Она знала, что словом икбал зовут фавориток султана. Впрочем, здесь нет совершенно ничего удивительного: Михри была настоящей красавицей.
Двумя годами ранее черкешенку Михри похитили из их поместья в Балаклаве. Женщины этой народности славились своей красотой на всем Ближнем Востоке.
Ямина тогда очень рассердилась. Это же просто немыслимо — чтобы такое произошло с кем-то из их дома. Тем не менее другие их слуги не разделяли этого негодования, так же как и многие жители Крыма.
Для девушек считалось за честь оказаться в Серале. Да и в любом случае, если уж ее похитили, то ничего не поделаешь, как ни протестуй.
Семья Михри работала в доме Ямины в Балаклаве с тех пор, как был построен дом.
Ее родители-черкесы попросили, чтобы их взяли на работу. Они оказались такими отличными слугами, честными и трудолюбивыми, что Ямина всегда считала их членами своей семьи.
Красоту черкешенок восхваляли на всем Востоке, а строгая иерархия в константинопольском гареме основывалась на законе, согласно которому султан не имел права вступать в плотскую связь с турчанкой.
Поэтому женщин всегда доставляли из других стран: из Грузии, Сирии, Румынии. Иногда даже попадались из западноевропейских государств.
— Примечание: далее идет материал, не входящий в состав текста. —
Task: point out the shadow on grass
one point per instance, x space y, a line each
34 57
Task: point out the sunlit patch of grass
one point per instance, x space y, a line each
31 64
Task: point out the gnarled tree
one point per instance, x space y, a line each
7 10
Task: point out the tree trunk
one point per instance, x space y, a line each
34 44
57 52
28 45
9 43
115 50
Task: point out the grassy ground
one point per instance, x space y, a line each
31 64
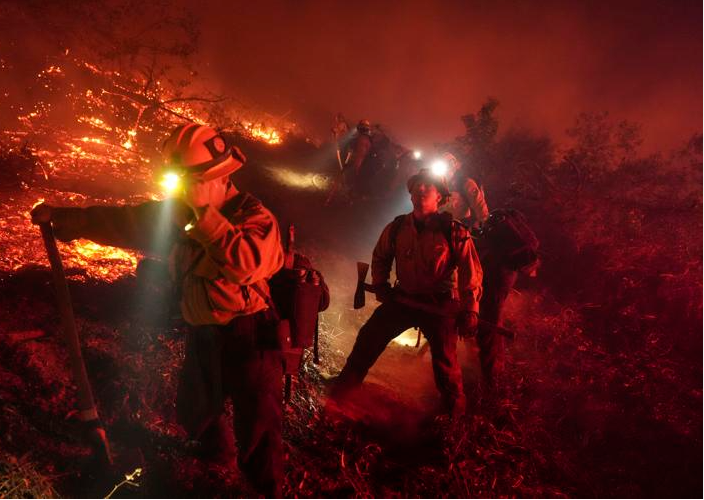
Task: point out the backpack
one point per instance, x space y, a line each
297 294
507 235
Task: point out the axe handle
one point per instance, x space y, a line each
88 413
429 308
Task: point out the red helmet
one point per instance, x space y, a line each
364 127
200 150
424 175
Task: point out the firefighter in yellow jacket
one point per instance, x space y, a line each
222 246
436 265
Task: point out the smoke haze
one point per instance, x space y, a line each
417 66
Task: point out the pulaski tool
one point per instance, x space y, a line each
87 411
451 310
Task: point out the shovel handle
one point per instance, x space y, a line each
87 411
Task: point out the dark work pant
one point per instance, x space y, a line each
388 321
497 283
242 361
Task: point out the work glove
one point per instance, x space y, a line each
41 214
383 292
467 324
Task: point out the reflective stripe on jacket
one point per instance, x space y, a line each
425 264
215 261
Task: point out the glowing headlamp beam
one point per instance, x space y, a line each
439 168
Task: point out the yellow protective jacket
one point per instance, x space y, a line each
214 261
425 263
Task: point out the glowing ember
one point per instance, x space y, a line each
267 134
101 260
408 338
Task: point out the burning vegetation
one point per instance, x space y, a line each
603 392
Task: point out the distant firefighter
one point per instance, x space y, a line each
223 245
467 201
427 247
356 167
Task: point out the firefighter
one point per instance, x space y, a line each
428 247
467 201
222 245
356 174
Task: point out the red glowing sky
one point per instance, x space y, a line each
417 66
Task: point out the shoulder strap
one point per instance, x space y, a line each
393 231
267 299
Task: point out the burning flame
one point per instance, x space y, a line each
266 134
408 338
Таким образом, последующие султаны всегда были сыновьями матерей-рабынь и, по сути, лишь наполовину турками. Агенты турецкого имперского правительства прочесывали всю Юго-Восточную Европу и весь Левант в поисках красивых девушек и особенно ценили красавиц черкешенок.
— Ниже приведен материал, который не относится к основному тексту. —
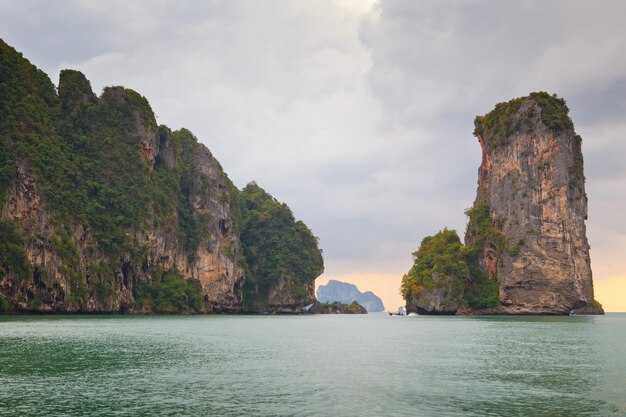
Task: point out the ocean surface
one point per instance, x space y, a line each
373 365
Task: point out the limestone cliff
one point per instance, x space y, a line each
526 250
102 210
282 256
531 181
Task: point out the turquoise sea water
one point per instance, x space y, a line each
373 365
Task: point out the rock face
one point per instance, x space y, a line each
281 254
531 180
101 210
526 249
346 293
337 308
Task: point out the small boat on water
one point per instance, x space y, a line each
400 312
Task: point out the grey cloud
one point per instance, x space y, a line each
357 115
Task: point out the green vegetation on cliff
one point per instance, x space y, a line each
443 255
98 176
438 256
276 248
169 292
511 117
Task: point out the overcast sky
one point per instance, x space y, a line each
358 113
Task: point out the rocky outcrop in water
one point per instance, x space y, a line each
337 308
346 293
526 250
102 210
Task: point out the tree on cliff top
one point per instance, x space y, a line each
276 247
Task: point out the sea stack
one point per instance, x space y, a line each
532 187
525 249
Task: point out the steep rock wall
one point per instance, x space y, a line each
532 183
105 202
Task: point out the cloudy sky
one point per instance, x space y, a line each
358 113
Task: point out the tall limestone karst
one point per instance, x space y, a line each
282 257
526 249
101 210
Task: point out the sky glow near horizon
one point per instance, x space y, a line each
358 114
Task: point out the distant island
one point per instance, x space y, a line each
346 293
525 249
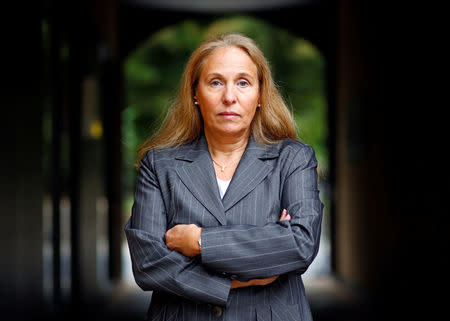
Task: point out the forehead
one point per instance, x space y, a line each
229 60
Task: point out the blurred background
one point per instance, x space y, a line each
88 81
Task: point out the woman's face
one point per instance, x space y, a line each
228 92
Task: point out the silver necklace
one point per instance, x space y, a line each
222 167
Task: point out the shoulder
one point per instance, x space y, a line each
291 148
294 154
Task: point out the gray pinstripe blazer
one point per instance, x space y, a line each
242 237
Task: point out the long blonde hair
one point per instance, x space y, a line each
183 123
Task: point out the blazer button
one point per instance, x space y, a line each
217 311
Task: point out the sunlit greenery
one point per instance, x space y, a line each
153 71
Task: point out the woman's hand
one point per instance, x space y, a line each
285 216
238 284
184 238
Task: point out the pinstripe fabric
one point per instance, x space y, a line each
241 235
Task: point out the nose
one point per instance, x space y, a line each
229 96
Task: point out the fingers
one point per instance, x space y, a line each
285 216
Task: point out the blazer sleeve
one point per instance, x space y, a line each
247 252
154 266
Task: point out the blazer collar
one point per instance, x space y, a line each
197 173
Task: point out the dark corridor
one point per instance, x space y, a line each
390 241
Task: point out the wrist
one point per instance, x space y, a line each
199 241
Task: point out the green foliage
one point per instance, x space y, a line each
153 71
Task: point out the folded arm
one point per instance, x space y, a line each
155 267
248 252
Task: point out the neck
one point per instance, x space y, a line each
226 147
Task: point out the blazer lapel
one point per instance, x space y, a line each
197 174
251 171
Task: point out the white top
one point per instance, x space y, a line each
223 185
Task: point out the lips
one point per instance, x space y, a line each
228 114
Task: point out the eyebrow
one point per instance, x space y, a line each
239 75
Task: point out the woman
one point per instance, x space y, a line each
210 232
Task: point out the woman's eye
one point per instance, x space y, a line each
243 83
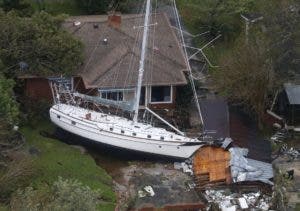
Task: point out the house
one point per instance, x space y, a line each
286 106
111 63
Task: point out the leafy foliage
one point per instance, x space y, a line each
246 76
22 7
63 195
282 32
39 44
216 16
8 106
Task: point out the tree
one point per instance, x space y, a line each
216 16
37 45
281 20
23 8
246 76
9 110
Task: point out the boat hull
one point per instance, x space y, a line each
92 132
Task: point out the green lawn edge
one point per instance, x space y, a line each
55 158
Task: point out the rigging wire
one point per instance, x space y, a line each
188 64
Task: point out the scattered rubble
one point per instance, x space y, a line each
147 191
235 201
245 169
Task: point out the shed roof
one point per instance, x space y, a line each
293 93
115 64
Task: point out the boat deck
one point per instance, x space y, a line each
120 125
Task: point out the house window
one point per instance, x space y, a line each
161 94
112 95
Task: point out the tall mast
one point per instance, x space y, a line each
142 62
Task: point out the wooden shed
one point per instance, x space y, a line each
211 166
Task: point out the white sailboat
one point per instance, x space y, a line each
123 132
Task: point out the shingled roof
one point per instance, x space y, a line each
114 64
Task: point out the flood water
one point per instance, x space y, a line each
243 131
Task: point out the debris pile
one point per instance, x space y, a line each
146 191
246 169
234 201
186 166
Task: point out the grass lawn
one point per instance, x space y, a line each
56 7
55 159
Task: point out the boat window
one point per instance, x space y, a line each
161 94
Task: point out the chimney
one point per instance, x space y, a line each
114 19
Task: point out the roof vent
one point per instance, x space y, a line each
105 41
76 23
96 26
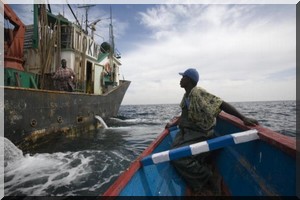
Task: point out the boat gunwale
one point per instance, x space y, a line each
125 177
283 142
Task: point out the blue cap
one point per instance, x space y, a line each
191 73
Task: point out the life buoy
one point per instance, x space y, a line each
107 68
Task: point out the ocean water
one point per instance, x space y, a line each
86 165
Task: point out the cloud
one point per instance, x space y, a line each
233 47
Впоследствии Ямина подумала, что, возможно, слухи о красоте Михри, ходившие в их краях, достигли ушей константинопольских султанских агентов.
«Рейды» по южному побережью России были вполне обычным делом, и, что бы ни говорили родственники и власти, сами девушки зачастую оставались более чем довольны. С ними, как правило, обращались хорошо. И как только они оказывались в Серале, у каждой из них появлялась блестящая возможность привлечь благосклонное внимание султана. Самым главным достижением — при условии, если девушка достаточно красива или умна — была возможность стать одной из его четырех кадии, или жен, узаконенных Кораном.
Каждая женщина мечтала обрести власть и оказывать влияние на султана. Не секрет, что султанами Оттоманской империи управляли женщины, которых они любили.
После того как Михри похитили. Ямина часто думала о ней. Ей хотелось знать, как сейчас поживает ее бывшая служанка. А кроме того. Ямина скучала по славной черкешенке, потому что здесь не было ее ровесниц, с которыми можно было бы поговорить.
— Как же я смогу встретиться с Михри? — спросила она Хамида.
— Не сердитесь, госпожа, но Михри знает, что вы здесь.
— Да? Но как же это может быть?
— Помните Сахина? — поинтересовался Хамид.
Ямина на мгновение задумалась.
— Ну конечно. Его тоже похитили агенты султана. Помню, моего отца это очень рассердило. Но я тогда была совсем маленькая — лет десяти.
— Сахин стал белым евнухом! — сообщил Хамид.
— Евнухом? — с ужасом воскликнула Ямина.
Отец рассказывал ей, что практика использования евнухов в гареме была принята до середины пятнадцатого столетия.
— Деспотизм и полигамия, — объяснил он, — вызвали необходимость в евнухах.